The client has a good idea of what s/he wants; and it’s ‘normal’, not that cleverness which causes such drama on Grand Designs. S/he recognises that technically (including insulation etc) it will have to comply with regulations; but no more. Whether feature-filled or really basic, it’s an imaginative idea much inspired by things from magazines or seen locally – it’s what local builders seem to do.
So the client’s first call is to one or three locally recommended builders. They come freshly showered after work and seem experienced, reassuring, can-do. In discussion, the client’s idea may be ‘made practical’, to suit the builder’s preferred routines. He talks budget, but before he can quote …
The builder recommends his favourite low-cost architect/surveyor/other plan-drawer, as necessary for Planning and/or Building Regs. Or the client may start direct with the low-cost plan-drawer. Either way, such ‘Cheap’ drawings are the minimum required by officialdom, expressing the result of a short initial discussion, definitely not any kind of deeper look. The drawings are intended to leave to the builder as much wiggle-room as possible.

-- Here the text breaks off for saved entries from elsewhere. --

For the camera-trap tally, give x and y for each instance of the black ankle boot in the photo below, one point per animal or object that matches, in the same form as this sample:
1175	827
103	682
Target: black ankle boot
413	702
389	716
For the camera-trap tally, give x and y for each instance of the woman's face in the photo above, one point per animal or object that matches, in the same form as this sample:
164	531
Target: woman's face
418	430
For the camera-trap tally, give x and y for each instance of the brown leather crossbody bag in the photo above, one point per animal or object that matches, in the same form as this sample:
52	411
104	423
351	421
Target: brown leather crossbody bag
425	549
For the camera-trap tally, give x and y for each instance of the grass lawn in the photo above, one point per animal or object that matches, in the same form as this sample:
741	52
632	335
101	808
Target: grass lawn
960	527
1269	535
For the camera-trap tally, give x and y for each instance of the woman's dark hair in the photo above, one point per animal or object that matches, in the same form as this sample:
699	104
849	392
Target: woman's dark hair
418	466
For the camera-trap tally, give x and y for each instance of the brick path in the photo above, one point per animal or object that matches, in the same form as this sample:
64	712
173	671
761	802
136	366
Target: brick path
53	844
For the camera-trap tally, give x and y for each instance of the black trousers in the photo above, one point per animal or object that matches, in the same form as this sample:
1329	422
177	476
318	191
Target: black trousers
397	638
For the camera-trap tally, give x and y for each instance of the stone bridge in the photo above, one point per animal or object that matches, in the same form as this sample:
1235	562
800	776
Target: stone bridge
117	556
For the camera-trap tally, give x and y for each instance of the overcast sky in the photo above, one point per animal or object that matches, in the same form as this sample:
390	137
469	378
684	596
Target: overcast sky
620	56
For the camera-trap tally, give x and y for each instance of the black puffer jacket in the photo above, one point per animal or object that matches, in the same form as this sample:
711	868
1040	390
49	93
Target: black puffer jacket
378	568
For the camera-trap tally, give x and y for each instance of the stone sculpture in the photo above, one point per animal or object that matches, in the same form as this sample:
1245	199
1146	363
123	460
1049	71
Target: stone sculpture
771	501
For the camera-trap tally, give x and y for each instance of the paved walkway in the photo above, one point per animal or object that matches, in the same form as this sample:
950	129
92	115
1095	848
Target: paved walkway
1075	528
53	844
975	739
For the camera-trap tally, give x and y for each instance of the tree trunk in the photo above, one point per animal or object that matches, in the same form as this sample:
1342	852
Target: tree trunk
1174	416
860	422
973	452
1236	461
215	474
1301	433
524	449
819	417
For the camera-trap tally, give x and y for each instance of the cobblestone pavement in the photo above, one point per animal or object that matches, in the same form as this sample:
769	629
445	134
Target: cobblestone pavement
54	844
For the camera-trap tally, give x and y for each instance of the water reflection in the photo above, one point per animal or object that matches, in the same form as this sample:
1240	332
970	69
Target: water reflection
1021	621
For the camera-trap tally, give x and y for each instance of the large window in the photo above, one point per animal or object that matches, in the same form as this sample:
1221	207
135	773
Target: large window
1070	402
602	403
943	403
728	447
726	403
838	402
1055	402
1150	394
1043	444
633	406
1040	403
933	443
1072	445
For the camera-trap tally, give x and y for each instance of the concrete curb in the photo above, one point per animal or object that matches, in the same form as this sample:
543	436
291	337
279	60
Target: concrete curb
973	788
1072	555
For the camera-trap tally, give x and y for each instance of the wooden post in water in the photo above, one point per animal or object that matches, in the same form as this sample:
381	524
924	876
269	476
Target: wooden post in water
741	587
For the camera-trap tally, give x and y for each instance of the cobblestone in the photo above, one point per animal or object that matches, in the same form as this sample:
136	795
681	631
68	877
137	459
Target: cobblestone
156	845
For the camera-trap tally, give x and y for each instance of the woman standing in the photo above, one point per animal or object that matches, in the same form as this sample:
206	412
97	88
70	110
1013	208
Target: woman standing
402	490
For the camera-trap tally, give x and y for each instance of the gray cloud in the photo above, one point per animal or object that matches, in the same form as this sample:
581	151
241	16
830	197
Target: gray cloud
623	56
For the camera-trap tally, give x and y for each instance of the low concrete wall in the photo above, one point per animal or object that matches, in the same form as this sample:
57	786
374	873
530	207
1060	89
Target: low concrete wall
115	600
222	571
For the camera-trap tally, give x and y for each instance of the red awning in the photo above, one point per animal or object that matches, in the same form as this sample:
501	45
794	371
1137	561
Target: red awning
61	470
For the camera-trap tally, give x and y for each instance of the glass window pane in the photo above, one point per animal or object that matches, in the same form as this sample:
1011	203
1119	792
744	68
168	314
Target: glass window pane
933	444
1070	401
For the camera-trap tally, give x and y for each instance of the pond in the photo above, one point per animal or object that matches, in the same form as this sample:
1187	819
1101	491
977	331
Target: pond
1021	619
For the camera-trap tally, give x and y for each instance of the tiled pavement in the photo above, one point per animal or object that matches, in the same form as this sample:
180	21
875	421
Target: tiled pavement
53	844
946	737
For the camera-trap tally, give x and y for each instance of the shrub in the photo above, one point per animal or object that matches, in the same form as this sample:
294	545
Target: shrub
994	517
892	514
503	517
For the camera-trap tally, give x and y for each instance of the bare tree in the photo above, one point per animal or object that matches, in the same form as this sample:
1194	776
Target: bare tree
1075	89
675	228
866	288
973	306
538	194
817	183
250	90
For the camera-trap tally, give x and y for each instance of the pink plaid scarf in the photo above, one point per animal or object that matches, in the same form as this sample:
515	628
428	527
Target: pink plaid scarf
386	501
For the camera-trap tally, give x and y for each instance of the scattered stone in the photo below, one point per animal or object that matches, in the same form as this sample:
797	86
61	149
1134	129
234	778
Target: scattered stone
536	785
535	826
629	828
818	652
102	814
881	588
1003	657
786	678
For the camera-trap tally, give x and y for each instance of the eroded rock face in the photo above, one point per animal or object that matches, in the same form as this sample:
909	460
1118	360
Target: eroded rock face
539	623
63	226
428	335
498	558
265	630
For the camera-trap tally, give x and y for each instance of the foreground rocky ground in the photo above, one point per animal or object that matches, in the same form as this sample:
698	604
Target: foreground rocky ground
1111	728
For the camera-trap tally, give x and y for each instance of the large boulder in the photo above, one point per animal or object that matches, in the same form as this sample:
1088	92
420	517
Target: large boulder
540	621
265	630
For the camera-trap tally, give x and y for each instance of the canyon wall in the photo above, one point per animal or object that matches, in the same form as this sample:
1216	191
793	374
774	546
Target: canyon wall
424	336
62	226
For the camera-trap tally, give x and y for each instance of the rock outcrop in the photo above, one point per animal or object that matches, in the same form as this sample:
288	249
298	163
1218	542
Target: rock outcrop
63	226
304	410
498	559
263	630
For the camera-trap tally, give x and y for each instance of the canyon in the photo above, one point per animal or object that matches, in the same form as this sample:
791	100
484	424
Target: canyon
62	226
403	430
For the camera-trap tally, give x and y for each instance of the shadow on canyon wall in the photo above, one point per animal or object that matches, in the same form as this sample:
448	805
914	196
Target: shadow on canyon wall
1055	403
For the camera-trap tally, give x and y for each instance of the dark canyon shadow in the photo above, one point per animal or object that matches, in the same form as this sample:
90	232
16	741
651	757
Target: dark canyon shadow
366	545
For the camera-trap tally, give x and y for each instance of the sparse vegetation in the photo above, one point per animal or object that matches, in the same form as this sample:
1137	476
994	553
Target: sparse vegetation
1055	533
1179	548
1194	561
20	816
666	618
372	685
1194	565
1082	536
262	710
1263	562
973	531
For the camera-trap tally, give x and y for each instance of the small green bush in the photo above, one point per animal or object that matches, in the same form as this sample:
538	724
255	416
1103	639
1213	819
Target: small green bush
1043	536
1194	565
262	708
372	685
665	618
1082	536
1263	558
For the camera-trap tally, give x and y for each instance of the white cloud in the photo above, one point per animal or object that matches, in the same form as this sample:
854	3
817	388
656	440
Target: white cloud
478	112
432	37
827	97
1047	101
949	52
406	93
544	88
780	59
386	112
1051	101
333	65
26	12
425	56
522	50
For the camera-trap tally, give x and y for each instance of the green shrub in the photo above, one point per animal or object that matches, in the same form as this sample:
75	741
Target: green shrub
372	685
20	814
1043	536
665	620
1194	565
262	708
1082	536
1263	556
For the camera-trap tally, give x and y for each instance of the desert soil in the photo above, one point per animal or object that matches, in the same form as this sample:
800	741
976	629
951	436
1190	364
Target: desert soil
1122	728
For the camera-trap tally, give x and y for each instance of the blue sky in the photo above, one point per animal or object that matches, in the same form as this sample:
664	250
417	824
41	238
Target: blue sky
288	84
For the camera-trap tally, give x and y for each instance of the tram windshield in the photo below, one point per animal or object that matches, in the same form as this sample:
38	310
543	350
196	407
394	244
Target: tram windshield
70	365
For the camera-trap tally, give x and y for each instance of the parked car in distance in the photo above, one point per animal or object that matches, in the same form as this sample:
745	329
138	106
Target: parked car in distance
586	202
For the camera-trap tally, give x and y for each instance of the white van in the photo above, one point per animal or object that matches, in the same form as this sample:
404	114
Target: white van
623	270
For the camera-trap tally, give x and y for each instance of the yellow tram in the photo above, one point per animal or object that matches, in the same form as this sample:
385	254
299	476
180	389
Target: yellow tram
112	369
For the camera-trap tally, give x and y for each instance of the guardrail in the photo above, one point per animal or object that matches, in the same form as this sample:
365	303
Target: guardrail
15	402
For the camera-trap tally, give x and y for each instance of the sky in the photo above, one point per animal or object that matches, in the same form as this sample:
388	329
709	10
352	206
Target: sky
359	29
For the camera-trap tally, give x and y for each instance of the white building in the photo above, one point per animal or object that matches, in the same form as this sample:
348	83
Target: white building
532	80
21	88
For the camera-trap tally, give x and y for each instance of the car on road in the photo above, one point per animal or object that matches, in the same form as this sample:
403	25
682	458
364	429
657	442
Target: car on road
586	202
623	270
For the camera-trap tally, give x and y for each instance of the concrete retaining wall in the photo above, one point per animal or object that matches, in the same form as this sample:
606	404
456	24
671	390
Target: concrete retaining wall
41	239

A bit of background: in a boom-bust economy, time and again building industry workload collapses, established firms close, tradesmen leave the industry. When workload recovers, in the post-2008 gig economy, surviving firms become ‘lean’ employers of young freelance tradesmen who can make a good living only by working fast and knowing they can walk off to another job if client or employer gets tricky.
No one can afford to spend more than an evening and a day, max, on quoting to build a typical householder’s dream, especially if he’s up against two other builders quoting. Long gone are the days when the architect would drive round delivering tender documentation to six – yes, six – respectful well established local builders, and get six carefully priced valid tenders back on the deadline day! Since the 2008 bust, traditional ethical tendering no longer works for projects of less than – oo – half a million; there are no takers.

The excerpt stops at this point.